In Geneva, the Swiss lake city synonymous with diplomacy, the hope is that negotiations on the fate of Syria’s chemical weapons will not only succeed, but blossom into meaningful talks about ending the war in which they were used, a war which has claimed over 100,000 lives.
That would require the participation of the combatants, of course, who so far have refused to enter peace negotiations. Besides the bitterness and the battlefield atrocities that deepen the enmity on both sides, the enemies cannot agree on the most basic element of a peace plan: Who would govern a post-ceasefire Syria? The rebels insist that it cannot be Syrian President Bashar Assad, and see their position backed by U.S. President Barack Obama and other supporters. And Assad refuses to step down, a position supported by his own patrons, including Russia.
The mutual intransigence undid the lofty ambitions of the first international meeting on the Syrian civil war, held in Geneva on June 30, 2012 and sponsored by the United Nations. Eight governments attended — most of the Security Council, plus four Middle Eastern nations — but neither Syria, nor the Free Syrian Army, the rebel assembly preferred by the West. The session ended as Security Council sessions had, with Russia and China thwarting language calling for Assad to step down, albeit this time at a lakeside setting.
Since then, diplomats have tried to coax the combatants toward an actual round of peace talks — dubbed “Geneva 2.” All the great powers favor it, as does Iran, though Washington opposed Iran’s participation, at least before Obama hinted that Tehran proved helpful in finessing the chemical weapons crisis. But it’s all been academic so far, because the rebels have refused to join. The hope now is that the diplomatic opening on chemical weapons that averted a threatened American air strike will create momentum for meaningful talks. Russian commentators are calling it Geneva 1.5.
U.S. Secretary of State John Kerry laid out the state of play on Friday, at a news conference with Russian Foreign Minister Sergey Lavrov. “We both agreed to do that homework and meet again in New York around the time of the U.N. General Assembly in order to see if it is possible then to find a date for that conference, much of which will obviously depend on the capacity to have success here in the next days, hours, days on the subject of the chemical weapons,” Kerry said. Seated between the Great Powers was Lakhdar Brahimi, the respected but so far ineffectual UN envoy on Syria, who looked on as Lavrov lamented that the communique that came out of Geneva 1 “was basically abandoned.”

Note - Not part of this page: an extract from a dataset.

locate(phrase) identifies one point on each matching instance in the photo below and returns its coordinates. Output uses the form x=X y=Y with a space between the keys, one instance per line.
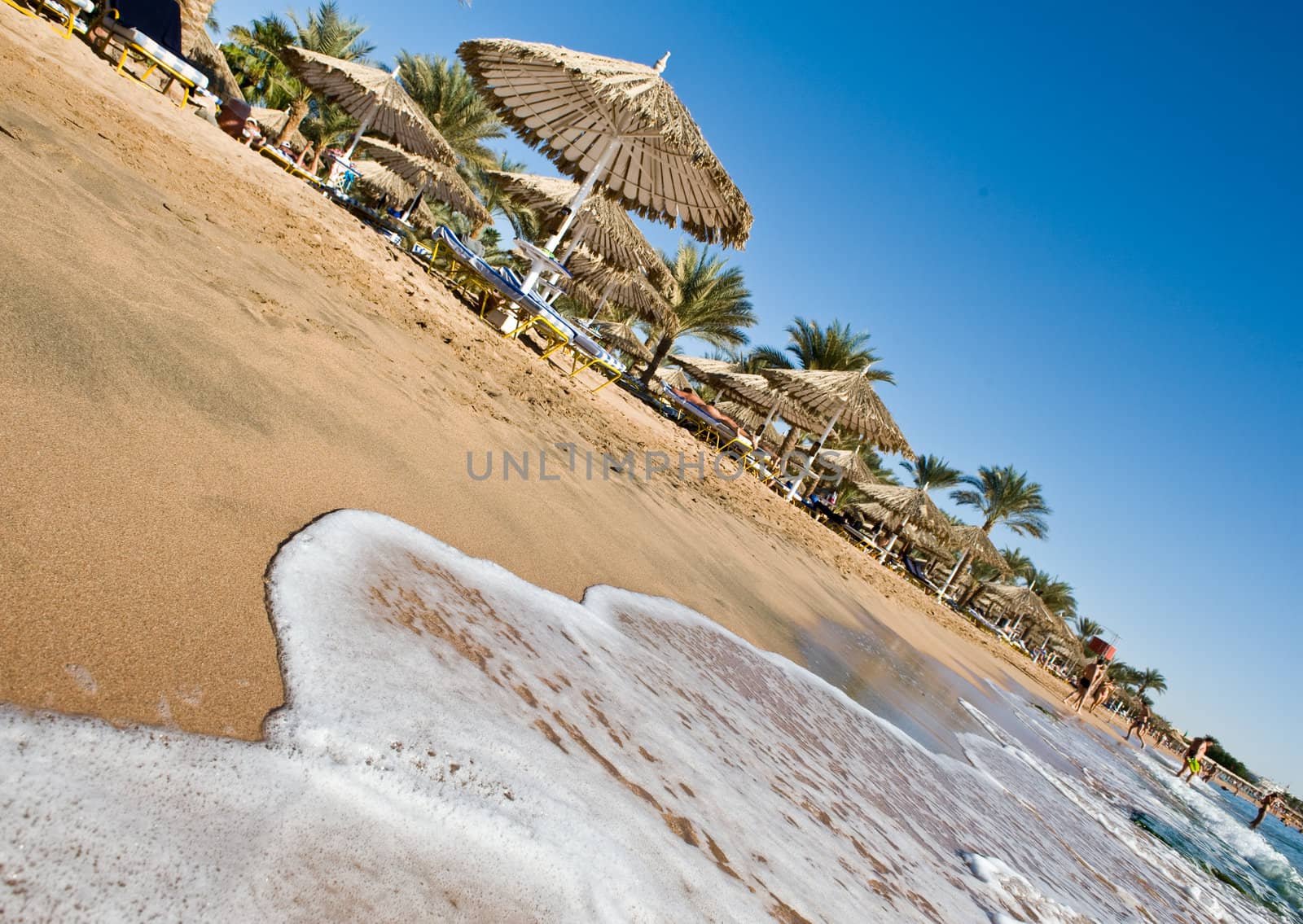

But the lurch to diplomacy had hopes up, especially in Moscow. “This proves that the current leadership of Syria is a viable negotiating partner, that everyone can work with them. Here is the example,” Sergei Ordzhonikidze, who served as Russia’s deputy foreign minister for Middle Eastern affairs in the 1990s, tells TIME. “Look, they’re giving up their chemical weapons, the very ones that protected their sovereignty against Israel. This shows a real willingness to talk, to change. Now the U.S. has to give diplomacy a chance. Destroying the chemical weapons is one factor, a very important one, but it does not take the political resolution off the table. Not at all. This is just the beginning. Then you have to stay at the table and resolve the conflict. If we are able to resolve the Syrian conflict together, this will give a huge impulse for the development of U.S.-Russian relations. And I think all sides would like to see that happen.”